Raum für Extreme

Ich finde immer etwas, was das Leben unsicher macht. Und wenn das geklärt ist, dann das nächste. Ich bin sehr sicher, dass das nicht aufhören wird. Die Grundunsicherheit des Lebens ist einfach da, und je älter ich werde, desto bewusster tritt sie in Erscheinung.

Also kann es mir nicht helfen nach Sicherheit zu suchen, sicher wird es nie. Ich brauche die Ruhe unter der Unruhe, die Stille hinter dem Lärm, die Geborgenheit unter der Unsicherheit, das Leben obwohl es ein Problem gibt.

Das habe ich als die Hauptursache für mein Leid identifiziert. Wann immer es ein Problem gibt, steht das Leben für mich still. Und wie?

Ich bin nicht mehr da, ich bin nicht mehr im Körper, ich höre, sehe nichts mehr, kann mich für nichts mehr interessieren, ich bin besetzt von der Unruhe. Es surrt und zirrt und zappelt und zittert.

Alles wir davon übertönt, überdeckt, überlagert. Ich werde zu einem winzigen Punkt und ziehe mich in meinen Kopf zurück, verstecke mich da und warte bis es vorbei ist.

Mir fällt ein was ich neulich gehört habe, dass es darum geht zu lernen ein Raum zu sein für beide Extreme gleichzeitig. Angst und Freude zum Beispiel. Wir tendieren dazu uns auf eine Seite schlagen zu wollen um diesen Widerspruch nicht halten zu müssen, aber das wird uns unweigerlich spalten, weil wir beides sind. Neulich war es mir auch gelungen beiden, der Angst und der Freude, Raum zu geben, aus dem Kampf und der Spannung wurde eine warme, wohlige lebendige Bewegung.

Und jetzt? Was sind jetzt die Extreme? Es ist die Unsicherheit, also Angst und auf der anderen Seite das Vertrauen, das beschützt und aufgehoben Sein auf der anderen.

Ich stelle mir vor, rechts ist die Angst und links das Vertrauen, ich stelle mich in die Mitte und umfasse beide.

Wenn es ok wäre beide zu enthalten, was müsste dann anders sein?

Ich müsste akzeptieren, dass beide gleichberechtigt zum Leben gehören, dass das Leben ohne eines von beiden unvollständig wäre. Das es da nicht um gutes Gefühl – schlechtes Gefühl geht, sondern um Facetten des Lebens, wertfrei.

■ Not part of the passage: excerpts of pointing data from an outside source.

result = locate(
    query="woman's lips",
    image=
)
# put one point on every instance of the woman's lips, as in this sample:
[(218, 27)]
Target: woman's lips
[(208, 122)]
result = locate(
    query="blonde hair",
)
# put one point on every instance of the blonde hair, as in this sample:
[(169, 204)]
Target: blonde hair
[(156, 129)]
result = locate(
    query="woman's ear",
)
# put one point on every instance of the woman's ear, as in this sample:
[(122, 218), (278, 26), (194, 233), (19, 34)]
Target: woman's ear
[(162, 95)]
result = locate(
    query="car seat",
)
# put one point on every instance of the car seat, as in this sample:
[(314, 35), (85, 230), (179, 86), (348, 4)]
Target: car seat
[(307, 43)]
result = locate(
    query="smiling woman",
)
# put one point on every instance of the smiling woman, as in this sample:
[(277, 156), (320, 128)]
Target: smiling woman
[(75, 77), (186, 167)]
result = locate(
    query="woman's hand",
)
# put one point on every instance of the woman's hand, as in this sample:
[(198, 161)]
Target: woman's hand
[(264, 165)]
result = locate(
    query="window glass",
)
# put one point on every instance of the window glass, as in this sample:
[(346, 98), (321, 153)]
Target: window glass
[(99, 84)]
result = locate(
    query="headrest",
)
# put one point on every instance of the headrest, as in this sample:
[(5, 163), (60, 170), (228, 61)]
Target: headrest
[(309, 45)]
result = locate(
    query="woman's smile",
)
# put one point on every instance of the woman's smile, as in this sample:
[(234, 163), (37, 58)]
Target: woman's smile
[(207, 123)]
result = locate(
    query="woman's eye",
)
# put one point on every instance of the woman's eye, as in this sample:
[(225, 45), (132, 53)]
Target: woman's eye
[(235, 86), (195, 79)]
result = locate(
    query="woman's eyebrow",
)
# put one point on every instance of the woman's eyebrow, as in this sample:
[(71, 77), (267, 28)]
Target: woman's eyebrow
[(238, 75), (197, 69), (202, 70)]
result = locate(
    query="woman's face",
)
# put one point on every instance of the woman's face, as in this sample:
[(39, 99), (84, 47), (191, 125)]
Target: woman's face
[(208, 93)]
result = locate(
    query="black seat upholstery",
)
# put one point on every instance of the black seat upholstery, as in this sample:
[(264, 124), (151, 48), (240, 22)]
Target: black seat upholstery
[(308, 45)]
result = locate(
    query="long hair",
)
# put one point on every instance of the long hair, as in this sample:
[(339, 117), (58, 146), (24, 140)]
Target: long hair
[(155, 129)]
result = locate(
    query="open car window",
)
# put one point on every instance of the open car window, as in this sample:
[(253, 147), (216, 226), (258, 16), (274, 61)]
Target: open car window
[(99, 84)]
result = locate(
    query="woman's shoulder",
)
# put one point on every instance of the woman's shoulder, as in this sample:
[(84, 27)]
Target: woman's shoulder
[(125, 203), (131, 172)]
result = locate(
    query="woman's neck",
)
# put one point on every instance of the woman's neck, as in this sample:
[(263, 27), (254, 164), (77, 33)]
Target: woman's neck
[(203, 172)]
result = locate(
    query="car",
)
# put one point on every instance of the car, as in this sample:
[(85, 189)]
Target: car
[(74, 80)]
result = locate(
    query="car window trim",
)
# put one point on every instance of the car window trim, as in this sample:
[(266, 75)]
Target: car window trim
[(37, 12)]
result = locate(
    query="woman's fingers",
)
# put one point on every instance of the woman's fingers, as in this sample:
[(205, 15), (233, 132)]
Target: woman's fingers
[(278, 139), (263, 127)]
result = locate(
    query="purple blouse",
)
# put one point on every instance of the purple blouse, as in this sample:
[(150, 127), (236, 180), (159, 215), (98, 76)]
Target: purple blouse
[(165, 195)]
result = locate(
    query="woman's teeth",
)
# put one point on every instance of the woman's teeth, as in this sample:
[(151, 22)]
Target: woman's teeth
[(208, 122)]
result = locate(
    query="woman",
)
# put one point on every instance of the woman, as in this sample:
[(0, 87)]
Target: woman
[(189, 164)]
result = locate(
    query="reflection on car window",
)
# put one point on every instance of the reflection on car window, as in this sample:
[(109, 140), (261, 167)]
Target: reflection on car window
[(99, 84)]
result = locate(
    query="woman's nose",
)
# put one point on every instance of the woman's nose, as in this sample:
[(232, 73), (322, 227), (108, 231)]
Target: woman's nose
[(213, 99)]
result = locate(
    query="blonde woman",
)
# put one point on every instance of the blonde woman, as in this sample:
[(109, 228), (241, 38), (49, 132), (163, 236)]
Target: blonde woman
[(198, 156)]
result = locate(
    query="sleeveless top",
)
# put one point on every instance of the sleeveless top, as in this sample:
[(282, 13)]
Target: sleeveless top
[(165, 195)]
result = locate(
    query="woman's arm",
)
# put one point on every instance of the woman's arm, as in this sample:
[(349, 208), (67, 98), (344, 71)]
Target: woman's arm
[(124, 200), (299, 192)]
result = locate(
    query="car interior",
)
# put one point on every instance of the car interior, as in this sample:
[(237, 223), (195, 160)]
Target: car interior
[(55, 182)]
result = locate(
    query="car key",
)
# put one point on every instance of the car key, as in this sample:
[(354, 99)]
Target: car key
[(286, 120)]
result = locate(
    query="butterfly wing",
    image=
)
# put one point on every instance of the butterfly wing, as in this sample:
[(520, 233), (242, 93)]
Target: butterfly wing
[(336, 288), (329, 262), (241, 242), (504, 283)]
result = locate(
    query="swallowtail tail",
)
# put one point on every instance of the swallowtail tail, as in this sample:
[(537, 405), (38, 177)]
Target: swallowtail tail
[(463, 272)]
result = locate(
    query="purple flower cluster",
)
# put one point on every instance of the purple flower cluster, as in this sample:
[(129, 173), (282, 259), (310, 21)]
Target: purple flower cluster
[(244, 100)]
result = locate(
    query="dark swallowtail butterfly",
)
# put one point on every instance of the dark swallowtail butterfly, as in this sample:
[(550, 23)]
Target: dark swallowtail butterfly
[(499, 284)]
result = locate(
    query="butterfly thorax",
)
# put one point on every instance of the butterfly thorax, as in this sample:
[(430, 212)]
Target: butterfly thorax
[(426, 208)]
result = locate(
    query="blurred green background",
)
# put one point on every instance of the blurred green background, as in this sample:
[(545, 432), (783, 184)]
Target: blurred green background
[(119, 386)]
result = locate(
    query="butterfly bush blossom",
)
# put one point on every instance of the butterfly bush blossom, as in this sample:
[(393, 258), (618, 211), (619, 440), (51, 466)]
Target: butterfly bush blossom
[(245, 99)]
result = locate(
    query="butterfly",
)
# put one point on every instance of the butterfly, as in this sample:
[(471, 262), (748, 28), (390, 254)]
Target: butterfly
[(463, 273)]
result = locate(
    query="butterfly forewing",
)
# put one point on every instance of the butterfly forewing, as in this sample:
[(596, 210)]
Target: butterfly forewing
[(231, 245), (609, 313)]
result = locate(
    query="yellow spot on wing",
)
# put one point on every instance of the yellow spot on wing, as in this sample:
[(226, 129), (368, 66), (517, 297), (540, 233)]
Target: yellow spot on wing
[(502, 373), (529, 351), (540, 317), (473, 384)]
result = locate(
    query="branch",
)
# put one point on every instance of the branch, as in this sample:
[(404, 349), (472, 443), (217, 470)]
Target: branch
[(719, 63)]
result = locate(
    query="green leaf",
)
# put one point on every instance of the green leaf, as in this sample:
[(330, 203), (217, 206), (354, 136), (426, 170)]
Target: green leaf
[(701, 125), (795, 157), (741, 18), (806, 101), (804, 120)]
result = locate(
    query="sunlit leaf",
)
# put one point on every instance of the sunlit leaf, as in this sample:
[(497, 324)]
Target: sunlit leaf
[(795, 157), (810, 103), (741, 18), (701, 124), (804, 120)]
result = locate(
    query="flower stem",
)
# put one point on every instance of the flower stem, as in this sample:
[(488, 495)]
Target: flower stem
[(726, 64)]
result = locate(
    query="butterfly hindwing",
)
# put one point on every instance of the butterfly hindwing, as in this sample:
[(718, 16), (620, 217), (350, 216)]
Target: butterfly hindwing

Sofort schießen mir die Tränen in die Augen. Es ist eine verbundene, innige Traurigkeit, als würde ich endlich ein wenig meine menschliche Natur anerkennen. Auch wenn es schmerzt und aus der Problemlösungsperspektive nicht ändert, so ist es doch das Leben, so ist das Leben, das IST Leben.

Solange ich all das versuche zu vermeiden, lebe ich gar nicht. Ich verstehe immer mehr, warum ich mich so wenig lebendig fühle, die Lebendigkeit schließt den Schmerz mit ein, will ich den Schmerz ausschließen, lebe ich nicht. Das kann ich nicht oft genug wiederholen.

Meine Definition von Leben war bisher: ‚Nur wenn alles problemlos läuft in jeglicher Hinsicht, dann ist das Leben, das sich zu leben lohnt. Jede Störung muss vermieden, bekämpft oder verdrängt werden, weil ein Leben mit Störungen jedweder Art nicht lebbar, nicht aushaltbar ist.‘

Und ich verstehe gut, in welcher Zeit und warum diese Vorstellung entstanden ist, und trotzdem, sie könnte falscher nicht sein. Es ist genau andersherum.

Was auch immer wir ausschließen ist immer nur Leben. Wir trennen uns vom Leben und von uns selbst, bis wir als Zombies herumvegetieren.

Ich bin aus meinem Versteck im Kopf wieder herausgekommen und bewohne meinen Körper bin zum Becken. Ich stelle mich hin, und Wow, ich kann meine Füße bewohnen, ich spüre mein ganzes Gewicht in meinen Füßen, ich spüre den starken Kontakt zum Boden, so konkret habe ich den Boden noch nie gespürt, mein Krampfring flattert, aber kein Würgen heute. Ein Fortschritt.